КЛЮЧЕВЫЕ СЛОВА: безболевая ишемия миокарда, магнитное поле сердца, магнитокардио- графия, реполяризация желудочков
Безболевая форма ишемической болезни сердца (соответствует коду 125.6 по МКБ-10) – это эпизоды транзиторной кратковременной ишемии сердечной мышцы, которые не сопровождаются приступами стенокардии или ее эквивалентами, но объективно выявляются с помощью инструментальных методов исследования.
Феномен безболевой ишемии миокарда (БИМ) обнаруживают не менее чем у 2/3 больных с ишемической болезнью сердца (ИБС) со стабильной и нестабильной стенокардией и у 1/3 больных с постинфарктным кардиосклерозом. В большинстве случаев у одного и того же больного наблюдают сочетание как БИМ, так и болевых ангинозных приступов (стенокардии). Причем лишь небольшая часть эпизодов преходящей ишемии сопровождается приступами стенокардии (не более чем 20–25 % от общего числа эпизодов ишемии), тогда как на долю БИМ приходится около 75–80 %.
По современным данным, по меньшей мере, у 1/3 больных с БИМ в дальнейшем развиваются типичная стенокардия, инфаркт миокарда или внезапная смерть. По сравнению со стабильной стенокардией напряжения наличие БИМ повышает риск внезапной смерти в 5–6 раз, нарушений ритма и проводимости сердца – в 2 раза, развития инфаркта миокарда и хронической сердечной недостаточности – в 1,5 раза. Летальность этих больных составляет 2,7–9 % в год [2].
Диагноз безболевой формы ИБС базируется на выявлении признаков ишемии миокарда с помощью нагрузочных проб, холтеровское мониторирование (ХМ) ЭКГ с последующей верификацией диагноза по данным коронарографии, сцинтиграфии миокарда с 201TL, стресс-эхокардиографии с добутамином.

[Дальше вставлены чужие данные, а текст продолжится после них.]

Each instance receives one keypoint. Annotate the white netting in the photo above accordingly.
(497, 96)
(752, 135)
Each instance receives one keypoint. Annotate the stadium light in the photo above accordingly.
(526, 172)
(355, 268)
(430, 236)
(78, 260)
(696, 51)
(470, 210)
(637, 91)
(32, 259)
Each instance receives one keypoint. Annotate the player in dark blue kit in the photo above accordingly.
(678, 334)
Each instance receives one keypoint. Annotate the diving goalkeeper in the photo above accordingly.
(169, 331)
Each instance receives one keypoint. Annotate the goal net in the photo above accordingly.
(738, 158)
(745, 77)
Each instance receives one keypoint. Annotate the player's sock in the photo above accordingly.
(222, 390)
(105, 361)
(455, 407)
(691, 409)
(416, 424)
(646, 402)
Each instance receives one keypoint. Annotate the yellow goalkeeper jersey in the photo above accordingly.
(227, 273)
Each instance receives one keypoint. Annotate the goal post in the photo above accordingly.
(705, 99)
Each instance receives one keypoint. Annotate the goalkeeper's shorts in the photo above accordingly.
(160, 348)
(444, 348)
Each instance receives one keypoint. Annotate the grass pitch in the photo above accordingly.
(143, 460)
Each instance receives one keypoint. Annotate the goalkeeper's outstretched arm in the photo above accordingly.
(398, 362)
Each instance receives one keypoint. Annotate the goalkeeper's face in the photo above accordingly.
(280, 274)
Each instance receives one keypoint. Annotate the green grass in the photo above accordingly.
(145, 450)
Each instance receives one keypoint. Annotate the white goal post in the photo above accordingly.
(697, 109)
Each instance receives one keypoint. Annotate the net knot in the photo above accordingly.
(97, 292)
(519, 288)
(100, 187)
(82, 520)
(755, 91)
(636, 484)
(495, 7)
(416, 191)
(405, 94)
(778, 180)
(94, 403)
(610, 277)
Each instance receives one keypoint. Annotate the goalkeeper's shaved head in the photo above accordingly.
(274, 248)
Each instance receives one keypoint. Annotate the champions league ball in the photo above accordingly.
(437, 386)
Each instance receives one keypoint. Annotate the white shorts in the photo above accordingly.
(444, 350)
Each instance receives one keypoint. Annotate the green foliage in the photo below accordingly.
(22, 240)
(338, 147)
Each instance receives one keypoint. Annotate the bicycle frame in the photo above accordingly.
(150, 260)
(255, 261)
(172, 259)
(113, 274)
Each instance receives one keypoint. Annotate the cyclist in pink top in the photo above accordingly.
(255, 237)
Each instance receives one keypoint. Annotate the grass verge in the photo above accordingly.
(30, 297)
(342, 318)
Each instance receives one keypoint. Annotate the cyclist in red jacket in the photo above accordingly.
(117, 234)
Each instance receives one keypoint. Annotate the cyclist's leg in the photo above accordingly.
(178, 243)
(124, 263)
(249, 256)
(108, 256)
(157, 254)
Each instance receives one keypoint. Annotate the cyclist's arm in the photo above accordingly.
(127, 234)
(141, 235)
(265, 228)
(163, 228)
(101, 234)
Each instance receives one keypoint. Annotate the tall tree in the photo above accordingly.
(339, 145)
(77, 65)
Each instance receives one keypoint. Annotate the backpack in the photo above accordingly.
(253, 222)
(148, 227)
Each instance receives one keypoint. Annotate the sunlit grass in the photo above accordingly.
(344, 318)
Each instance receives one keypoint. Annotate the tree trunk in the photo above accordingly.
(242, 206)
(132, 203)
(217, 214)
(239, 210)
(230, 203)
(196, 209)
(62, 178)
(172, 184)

Результаты пробы с физической нагрузкой следует оценивать с осторожностью: предсказательная ценность теста определяется не только ее чувствительностью и специфичностью, но в значительной мере зависит и от распространенности ИБС в популяции – чем меньше вероятность наличия у больного ИБС, тем больше вероятность того, что результаты исследования будут ложноположительными. Даже у больных с инфарктом миокарда в анамнезе результат тредмил-теста оказывается отрицательным в 49 % случаев, БИМ удается выявить у 28 % больных, болевой приступ на фоне нагрузки – у 23 % обследованных.
ХМ ЭКГ дает возможность исследовать распределение частоты эпизодов болевой и безболевой ишемии, а также нарушений ритма сердца по часам в течение суток. При анализе суточных (циркадных) ритмов выявлена наибольшая “плотность” ишемических эпизодов в интервале с 8.00 до 10.00, что свидетельствует о высоком риске развития острого инфаркта миокарда в это время суток. Изучение суточных ритмов жизни и деятельности больного позволяет прогнозировать оптимальные режимы лечения. Чувствительность метода ХМ ЭКГ составляет лишь 55–65 %, специфичность – 77–92 %. Следует учитывать, что ложноположительное снижение сегмента ST обнаруживается у 2,5–8 %, а по некоторым данным – у 30 %, здоровых людей. Таким образом, при всех преимуществах ХМ ЭКГ нельзя считать абсолютно совершенным методом в выявлении эпизодов БИМ [1].
Целью работы было изучение возможностей магнитокардиографического картирования в качестве метода скрининга безболевой ишемии миокарда у больных перед проведением коронарографии.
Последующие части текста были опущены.